It’s a tough pill to swallow in ecommerce, but transaction disputes tend to favor the cardholder over the merchant. This is especially so for card-not-present and recurring transactions. If a cardholder believes a debit from their bank account was fraudulent or has any issues with a purchase, odds are they can call their bank and get their money back.

There are actually three ways cardholders can reverse a transaction like this, while merchants have only two ways to protect their revenue from reversals. Transactions can be reversed by authorization reversal, by refund, or by chargeback. Meanwhile, merchants can only counteract a reversal through deflection or representment. Let’s take a look at each of the three ways a transaction can be reversed, and the two merchant countermeasures.


Authorization Reversal

Any payment card transaction must be pre-authorized to expedite the sale. Otherwise, we’d all be waiting around for days for the processors to complete basic transactions. In the meantime, the issuing bank will place an authorization hold on the funds needed to complete a pre-approved transaction. Debit card transactions hold for 1-4 days; for credit, a hold can linger for up to 30 days. In that period of time, if a merchant catches an error in the payment processing, they can do an authorization reversal. This is initiated through the merchant’s acquiring bank if the acquirer supports these reversals. This is the best way to reverse a transaction – money does not change hads, products aren’t shipped and it does not incur fees of any kind.
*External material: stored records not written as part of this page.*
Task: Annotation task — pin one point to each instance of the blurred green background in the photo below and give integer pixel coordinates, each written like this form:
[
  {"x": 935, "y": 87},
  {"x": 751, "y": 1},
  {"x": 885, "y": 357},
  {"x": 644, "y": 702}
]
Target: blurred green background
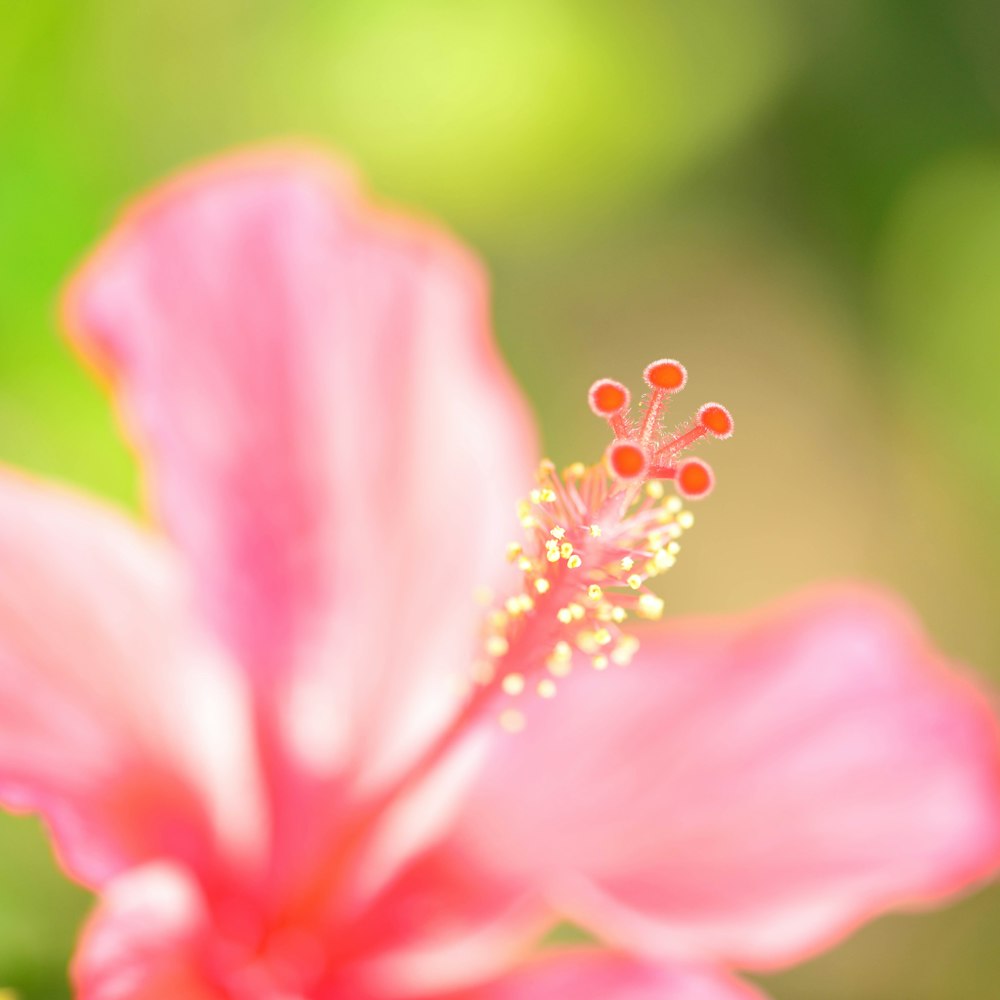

Furthermore, it has no impact on the merchant’s credit card processing


Refunds are the next option, once the transaction has been settled and the money actually changes hands. When a dispute is raised and a merchant subscribes to alert services like Verifi or Ethoca, they receive a notification of a pending chargeback. A refund is basically a second transaction charged to the merchant account to undo the transaction and avoid a chargeback. The merchant will have to eat any interchange fees charged on the initial transaction. But refunds do preempt chargebacks that adversely impact the merchant’s processing ratios.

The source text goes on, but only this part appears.